Il suo marchio di fabbrica è l’intervento pulito, in anticipo, sull’avversario per poi ripartire con un’eleganza innata, a testa alta, all’assalto della porta avversaria.  La maglietta sempre fuori dai calzoncini è l’unico atteggiamento anticonformista.

Fuori dal campo, Franco Baresi è un esempio di professionalità per i compagni più esperti e una chioccia per quelli più giovani.

Allora che si fotta la teoria di A. Einstein, quella finale Franco Baresi se l’è meritata più di chiunque altro uomo sulla faccia della terra.   

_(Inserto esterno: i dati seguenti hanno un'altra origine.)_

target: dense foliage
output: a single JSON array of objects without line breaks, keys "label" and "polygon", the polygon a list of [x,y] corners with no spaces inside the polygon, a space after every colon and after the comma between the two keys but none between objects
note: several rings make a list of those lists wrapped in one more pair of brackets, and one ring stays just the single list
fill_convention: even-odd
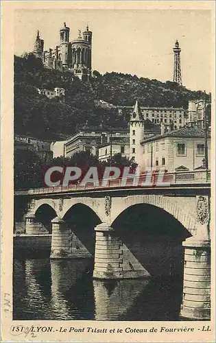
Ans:
[{"label": "dense foliage", "polygon": [[[46,170],[52,166],[79,167],[82,174],[80,179],[72,182],[77,183],[82,180],[90,167],[97,167],[99,178],[104,174],[104,167],[115,166],[121,168],[130,167],[131,172],[136,168],[136,164],[132,160],[122,157],[121,154],[117,154],[112,158],[112,161],[98,161],[97,156],[89,152],[77,152],[71,158],[63,156],[53,158],[49,163],[45,163],[35,152],[32,150],[16,150],[14,156],[14,187],[16,189],[37,188],[47,187],[44,182],[44,176]],[[64,173],[63,173],[64,174]],[[61,181],[62,181],[63,175]],[[52,174],[53,182],[60,180],[60,174],[57,172]],[[61,184],[62,182],[61,182]]]},{"label": "dense foliage", "polygon": [[[65,99],[48,99],[37,88],[65,88]],[[103,99],[113,105],[133,106],[139,99],[143,106],[187,108],[191,99],[202,97],[174,82],[137,78],[119,73],[93,72],[89,82],[82,82],[70,72],[43,67],[33,54],[14,56],[15,133],[43,139],[64,139],[83,125],[125,128],[128,110],[121,115],[115,107],[95,106]]]}]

Tutto in quattro settimane: sotto i ferri dopo 24 ore dall’infortunio e con ancora i punti di sutura sul ginocchio, il forte difensore italiano inizia la riabilitazione con una motivazione “feroce”: giocare con la fascia da capitano quella maledetta finale, costi quel che costi.  

Baresi per fortuna c’è la fa a tempo di record, riuscendo a recuperare dal grave infortuno al ginocchio.

Arrigo Sacchi decide, senza pressione, di non poter fare a meno del suo capitano e senza indugiare schiera Baresi titolare nel posto dove un campione, come Franco, deve stare: in campo al centro della difesa come faro della retroguardia italiana.

Dopo 120 minuti di gioco, la rete dell’Italia resta inviolata grazie a una prestazione maiuscola del miglior difensore italiano di tutti i tempi: Franco Baresi.

Si va i calci di rigore: al sottoscritto hanno insegnato che il primo e l’ultimo calcio di rigore lo tirano sempre i migliori calciatori della rosa.

Baresi lo sa bene e da grande capitano quale è, sebbene avesse tutte le ragioni del mondo per non farlo, si dirige lo stesso “stremato” verso il dischetto di rigore...

La storia la conosciamo proprio tutti e non mi va più di raccontarla perché un calciatore come Franco Baresi non potrà mai essere valutato dal sottoscritto per avere sbagliato un calcio di rigore…….

 

CONCLUSIONE: 

Avrei voluto tanto scrivere un articolo migliore e mi scuso se non ci sono riuscito;  sono stato realmente ispirato dal maestro Ennio Morricone che con i suoi brani, in questi giorni d’estate, mi ha cullato in un viaggio romantico e malinconico nella mia terra di origine.

Cari lettori, vi posso assicurare che non è semplice scrivere l’articolo perfetto, anche se in me c’è sempre la speranza che un giorno... io possa farlo! La vedo dura, per tanti motivi che non sto qui a spiegare, ma vi posso assicurare che Oronzo Canà non smetterà mai di provarci finché ne avrò voglia e tempo.

Scrivere mi diverte anche se non nascondo che, a volte, un certo narcisismo mi assale. Mi consolo dal fatto che le storie raccontate non sono state tutte a lieto fine! Mi sbaglio?
Sarebbe stato bello nascere perfetti... purtroppo io non lo sono e voi?

Adesso vado a dormire, domani un altra giornata del mio mare mi aspetta............SUBLIMAZIONE!